Pugliese di origine – nel centro storico di Lecce ha abitato in una casa del 1600 – il padrone di casa, Antonio, vive da 31 anni a Milano, città che adora per la gente e per le bellissime architetture. Ha assaporato cultura e modi di abitare che hanno radici nel cuore della Puglia e li ha ibridati con i geni del capoluogo lombardo. La passione per il design l’ha ereditata da sua madre che sin da bambino accompagnava nella ricerca di case da rimettere a posto. Ha visto all’opera una nutrita schiera di maestranze, muratori, scalpellini, falegnami, artigiani abilissimi dai quali ha imparato il senso del lavoro ben fatto e di cui conserva un vivido ricordo. L’imprinting materno ha in qualche modo forgiato il suo gusto e forse a lei deve l’atmosfera accogliente che si respira in casa.
Economista prestato alla moda, Antonio lavora per Costume National e altre griffe da lungo tempo. E spiega: «Amo l’approccio minimal che come un fil rouge ricorre nel mio lavoro e nella mia vita privata, dagli stilisti alle aziende con le quali lavoro. È il mio modo di vedere il mondo. Credo che le cose non accadano mai per caso, io mi sento a mio agio nel modernismo e nel razionalismo, il mio gusto estetico entra nelle mie scelte professionali e personali. Tutto è collegato».
A lui, che lavora come economista nel cuore della city, chiedo cosa pensa dell’Expo alle porte. Da ragionevole ottimista mi risponde che non ne nasceranno opportunità per tutti, dipenderà da quanto ognuno saprà coglierle e dalle energie che verranno messe in circolazione. Sarà uno spunto per chi ha buone idee e si dà molto da fare.
GALLERY
Foto 1. Contrasti cromatici. Alle pareti, il chiaro Charleston gray 243 e Down pipe 26 di Farrow&Ball sono il filo conduttore della casa di Antonio Padula. Nel living tavolo in metallo Table Tropique, sedie Standard (entrambi coll. Prouvé Raw) e lampada Potence (Vitra), tutto firmato Jean Prouvé.
Foto 2. Lui e lei. Antonio e la sua compagna Chantal Theodore seduti sul divano danese degli anni ’50 (Mauro Bolognesi).
Foto 3. Maschile accogliente. Sulla parete lunga mobile Riflesso di Charlotte Perriand (Cassina) e divani in velluto nero. Tavolino vintage di Hans Wegner (Mauro Bolognesi) e libreria in ferro disegnata da Vittorio Vignazzi (Revig). Tappeto in lana di Ikea. Il blocco in legno accanto al divano è parte di un ponte di provenienza indonesiana.
Foto 4. Modernista.
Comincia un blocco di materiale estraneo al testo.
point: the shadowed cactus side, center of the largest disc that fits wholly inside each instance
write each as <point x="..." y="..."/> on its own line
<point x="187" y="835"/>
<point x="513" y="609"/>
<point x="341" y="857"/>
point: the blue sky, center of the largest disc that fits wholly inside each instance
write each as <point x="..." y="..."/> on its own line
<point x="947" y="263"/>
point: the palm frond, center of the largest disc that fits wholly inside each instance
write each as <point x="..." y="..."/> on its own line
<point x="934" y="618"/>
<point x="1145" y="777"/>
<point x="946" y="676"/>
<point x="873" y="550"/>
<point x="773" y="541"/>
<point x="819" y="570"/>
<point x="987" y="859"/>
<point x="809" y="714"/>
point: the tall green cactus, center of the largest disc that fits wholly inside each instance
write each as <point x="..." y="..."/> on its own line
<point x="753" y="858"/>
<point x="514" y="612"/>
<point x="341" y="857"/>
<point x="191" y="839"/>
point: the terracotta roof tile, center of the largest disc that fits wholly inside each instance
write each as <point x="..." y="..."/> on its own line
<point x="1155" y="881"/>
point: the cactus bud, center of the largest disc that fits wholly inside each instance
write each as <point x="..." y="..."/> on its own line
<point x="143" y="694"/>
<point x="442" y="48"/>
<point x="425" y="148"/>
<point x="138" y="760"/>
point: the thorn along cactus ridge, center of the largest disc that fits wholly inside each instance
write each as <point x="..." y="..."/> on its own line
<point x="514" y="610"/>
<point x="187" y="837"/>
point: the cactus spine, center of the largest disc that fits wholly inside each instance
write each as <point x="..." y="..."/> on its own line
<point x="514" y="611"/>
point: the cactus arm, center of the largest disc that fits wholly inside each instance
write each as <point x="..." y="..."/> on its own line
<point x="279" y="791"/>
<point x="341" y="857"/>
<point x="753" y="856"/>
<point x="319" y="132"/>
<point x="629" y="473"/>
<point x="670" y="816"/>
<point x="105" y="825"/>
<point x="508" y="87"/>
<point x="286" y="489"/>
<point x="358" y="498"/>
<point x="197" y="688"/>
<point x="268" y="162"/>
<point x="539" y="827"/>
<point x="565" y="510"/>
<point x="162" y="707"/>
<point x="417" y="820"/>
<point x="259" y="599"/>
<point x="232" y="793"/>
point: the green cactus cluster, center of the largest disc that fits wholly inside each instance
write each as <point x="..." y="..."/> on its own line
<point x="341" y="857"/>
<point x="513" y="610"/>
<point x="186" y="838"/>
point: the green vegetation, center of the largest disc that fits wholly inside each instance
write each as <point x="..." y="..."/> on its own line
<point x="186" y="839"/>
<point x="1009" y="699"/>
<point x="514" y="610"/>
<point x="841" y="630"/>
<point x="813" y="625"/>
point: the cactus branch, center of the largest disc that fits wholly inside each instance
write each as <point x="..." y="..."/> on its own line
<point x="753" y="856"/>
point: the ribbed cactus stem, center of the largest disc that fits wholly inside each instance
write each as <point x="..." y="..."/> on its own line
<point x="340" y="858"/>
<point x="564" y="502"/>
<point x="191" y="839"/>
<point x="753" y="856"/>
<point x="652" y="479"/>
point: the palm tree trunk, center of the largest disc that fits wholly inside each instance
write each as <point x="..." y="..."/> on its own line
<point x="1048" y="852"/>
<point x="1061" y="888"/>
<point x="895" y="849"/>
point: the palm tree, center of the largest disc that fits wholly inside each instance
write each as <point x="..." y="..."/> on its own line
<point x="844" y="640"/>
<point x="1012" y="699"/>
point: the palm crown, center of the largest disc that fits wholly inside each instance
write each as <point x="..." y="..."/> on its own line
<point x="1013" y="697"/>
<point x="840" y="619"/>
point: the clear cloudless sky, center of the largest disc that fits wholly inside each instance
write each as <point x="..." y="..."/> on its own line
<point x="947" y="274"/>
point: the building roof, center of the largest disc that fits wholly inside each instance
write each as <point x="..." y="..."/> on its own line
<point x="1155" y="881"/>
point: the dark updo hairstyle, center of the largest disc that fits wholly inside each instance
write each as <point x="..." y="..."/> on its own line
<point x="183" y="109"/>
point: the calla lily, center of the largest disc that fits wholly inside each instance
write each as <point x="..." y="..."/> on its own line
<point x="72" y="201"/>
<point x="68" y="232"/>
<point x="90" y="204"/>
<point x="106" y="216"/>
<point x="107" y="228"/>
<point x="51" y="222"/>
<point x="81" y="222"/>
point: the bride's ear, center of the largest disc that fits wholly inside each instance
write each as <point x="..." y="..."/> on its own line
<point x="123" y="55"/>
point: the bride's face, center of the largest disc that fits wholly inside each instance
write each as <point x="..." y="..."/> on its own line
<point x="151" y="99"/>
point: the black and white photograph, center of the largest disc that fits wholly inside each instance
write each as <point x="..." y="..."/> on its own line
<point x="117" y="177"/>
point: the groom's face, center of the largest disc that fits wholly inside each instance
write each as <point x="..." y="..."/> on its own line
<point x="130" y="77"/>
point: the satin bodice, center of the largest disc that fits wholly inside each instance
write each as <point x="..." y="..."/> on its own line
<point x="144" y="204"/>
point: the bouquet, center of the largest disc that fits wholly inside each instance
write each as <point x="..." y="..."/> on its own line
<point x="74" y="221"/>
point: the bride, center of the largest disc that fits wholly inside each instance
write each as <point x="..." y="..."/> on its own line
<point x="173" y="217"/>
In sintonia cromatica con la tinta delle pareti, la scrivania Table Compas (Vitra) e la sedia Fauteuil Direction di Jean Prouvé (collezione Prouvé Raw). Di sapore vintage anche la poltrona danese color sabbia (Mauro Bolognesi).
Foto 5. In cucina. Piano nero in ferro saldato su disegno di Vittorio Vignazzi (Revig), tavolo Tulip di Eero Saarinen (Knoll Int.), T chairs di Arne Jacobsen.
Foto 6. Tocco high tech. Frigorifero in acciaio Liebherr e carrello da ambulatorio medico anni ’50.
Foto 7. Sapore Novecento. Nel bagno essenziale: lavandino e pavimenti in marmo nero St. Laurent, piastrelle in ceramica pura bianca diamantata (Magia Due), rubinetteria minimal (Fantini) e sedia scultorea in legno e paglia di Hans Wegner (Klassik Design Copenhagen).
Foto 8. La camera da letto. Tra pareti “nude” dipinte in Oval room blue 85, (Farrow&Ball), letto imbottitto rivestito in cotone grezzo; accanto tombini di cemento recuperati come comodini.
Foto 9. Grafico. Il mobile Bahut di Jean Prouvé (Coll. Prouvé Raw) con opera Love is the Drug di Laureanna Toledo; lampada da studio fotografico anni ’30 di Coemar e tappeto afgano di feltro (Altai).